LUIZ GERALDO MAZZA
Público-privado
O uso de instalações públicas, servidores e alimentos para manter os cavalos pertencentes a Roberto Requião deu origem a um inquérito policial e essa é uma das novidades que podem ter influência no processo eleitoral tanto quanto a anunciada "bala de prata" contra Beto Richa pelo candidato do PMDB. E há intensa especulação em torno da "bomba" prometida para segunda-feira.
O próprio Requião, que se diverte em cima dessas apreciações, revela que já teriam indicado que trataria de uma tragédia automobilística que matou dois jovens em Curitiba e que isso não faz parte do seu estilo. Até porque o seu sobrinho, João Arruda, deputado federal, foi protagonista e condenado num sinistro que matou duas jovens e no qual Requião chegou a ser acusado de ter dado uma carteirada nos policiais que atendiam a ocorrência.

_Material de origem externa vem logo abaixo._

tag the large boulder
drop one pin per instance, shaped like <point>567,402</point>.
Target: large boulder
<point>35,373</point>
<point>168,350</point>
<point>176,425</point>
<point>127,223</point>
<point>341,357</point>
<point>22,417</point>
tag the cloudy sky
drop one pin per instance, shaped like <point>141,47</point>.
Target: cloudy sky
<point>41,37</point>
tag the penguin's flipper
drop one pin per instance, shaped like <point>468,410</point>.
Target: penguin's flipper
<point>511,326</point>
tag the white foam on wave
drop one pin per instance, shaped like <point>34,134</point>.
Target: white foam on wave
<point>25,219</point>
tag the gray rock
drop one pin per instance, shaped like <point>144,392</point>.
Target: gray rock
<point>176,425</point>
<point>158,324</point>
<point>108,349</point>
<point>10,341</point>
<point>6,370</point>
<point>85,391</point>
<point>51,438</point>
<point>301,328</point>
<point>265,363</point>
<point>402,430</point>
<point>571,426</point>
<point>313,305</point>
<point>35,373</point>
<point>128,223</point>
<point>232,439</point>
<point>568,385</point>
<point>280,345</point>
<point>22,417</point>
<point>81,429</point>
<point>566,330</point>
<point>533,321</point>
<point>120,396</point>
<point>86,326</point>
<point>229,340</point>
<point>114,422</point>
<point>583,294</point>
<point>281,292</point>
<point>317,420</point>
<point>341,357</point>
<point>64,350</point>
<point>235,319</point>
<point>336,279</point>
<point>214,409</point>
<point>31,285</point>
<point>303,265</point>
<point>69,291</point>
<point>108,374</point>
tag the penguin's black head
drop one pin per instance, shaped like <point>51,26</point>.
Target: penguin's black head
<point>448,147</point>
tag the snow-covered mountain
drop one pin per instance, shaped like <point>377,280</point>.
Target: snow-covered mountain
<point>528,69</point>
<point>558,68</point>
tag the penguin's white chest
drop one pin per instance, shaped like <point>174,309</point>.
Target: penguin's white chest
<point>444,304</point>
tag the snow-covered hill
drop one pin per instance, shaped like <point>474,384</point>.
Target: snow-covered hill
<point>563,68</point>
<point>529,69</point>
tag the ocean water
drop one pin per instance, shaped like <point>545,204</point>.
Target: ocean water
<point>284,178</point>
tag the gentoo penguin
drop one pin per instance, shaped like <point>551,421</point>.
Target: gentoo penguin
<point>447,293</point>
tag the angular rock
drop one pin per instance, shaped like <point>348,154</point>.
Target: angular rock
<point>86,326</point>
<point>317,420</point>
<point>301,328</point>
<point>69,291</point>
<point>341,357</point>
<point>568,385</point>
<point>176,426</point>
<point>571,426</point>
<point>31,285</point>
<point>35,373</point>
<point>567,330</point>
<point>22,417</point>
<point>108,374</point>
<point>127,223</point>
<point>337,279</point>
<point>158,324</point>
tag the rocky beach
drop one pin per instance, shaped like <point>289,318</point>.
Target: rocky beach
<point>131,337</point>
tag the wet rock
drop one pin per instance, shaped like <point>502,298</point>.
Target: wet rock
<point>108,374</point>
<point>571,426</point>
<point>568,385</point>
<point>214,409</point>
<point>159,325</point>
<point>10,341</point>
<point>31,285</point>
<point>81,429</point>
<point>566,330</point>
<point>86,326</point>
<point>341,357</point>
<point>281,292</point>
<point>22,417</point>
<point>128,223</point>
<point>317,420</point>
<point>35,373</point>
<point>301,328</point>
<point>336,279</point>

Descartada a analogia por essa razão, Requião condenou a hipótese de valer-se do incidente provocado pelo ex-deputado Ribas Carli (até hoje sem julgamento, dada a habilidade com que seu advogado, Renê Ariel Dotti, tratou da questão, inclusive na instância superior) e tentou manter com isso o clima de suspense para o programa de segunda-feira. Como fervilham os boatos apareceu, de linha oficial ou oficiosa, de que teriam encontrado num armário (ah, os armários, quando menos se cogita eles aparecem às vezes forrados de dólares como se deu com o mano Eduardo, aquele do porto, e parte deles afanado pela doméstica que pressionada na polícia teria confessado e devolvido o que gastara) palaciano documentos comprometedores contra Requião. É contrainformação para transferir o pânico para o outro lado.
É mais fácil adivinhar os lances das novelas globais, inclusive "O Império", do que atinar com a anunciada bomba do senador. Isso apenas ratifica a pobreza da nossa campanha eleitoral.
Cavalos particulares mantidos à alfafa pública é apenas mais uma prova de que não temos república, expressão típica do patrimonialismo e da ausência de fronteiras entre o público e o privado, como se viu aliás no mensalão e em sua versão ampliada o propinotudo da Petrobras. Aquele, convenhamos, perto desse um pecadilho que se redime com o confessionário e algumas orações e quem sabe uma doação de um lote de cavalos para a Polícia Militar. Afinal é apropriado ao estilo cordial paranaense, aquele de abafar tudo, para evitar sofrimento.
Até hoje só um governador foi impinchado e pelo regime militar: o caso paradigmático de Haroldo Leon Perez, maringaense, obrigado a renunciar.
Cargas
A Fetranspar denuncia que só neste ano já houve um prejuízo de R$ 3 milhões com roubos de cargas no Paraná, evidência de nossas fragilidades, detectadas também nas cargas de dinamites (duas por dia) em caixas eletrônicos.
Drogas
A descoberta de uma conexão do tráfico de entorpecentes em franquias do Waldo X-Picanha mostrou a obviedade de práticas criminosas na vida noturna. Prisão do Didi, maior traficante do Paraná, num estabelecimento noturno no Batel e de sua propriedade e grande frequência é a prova óbvia de tudo isso.
Bronca
Mobilização de trabalhadores terceirizados na remoção de vegetais na cidade bloqueou ontem a sede da prefeitura. Fundamento: atraso de salários. Até parece o Clube Atlético Paranaense.
Folclore
Na nossa alegre disputa com Santa Catarina, um fato inédito no futebol: eles com três na série A e o Paraná com apenas dois. Aqui há o risco pelos jogos de anteontem de termos em 2015 três times na série B e com eles emplacando mais dois pelo menos na A, com exceção do Criciúma alinhado ao coxa no purgatório.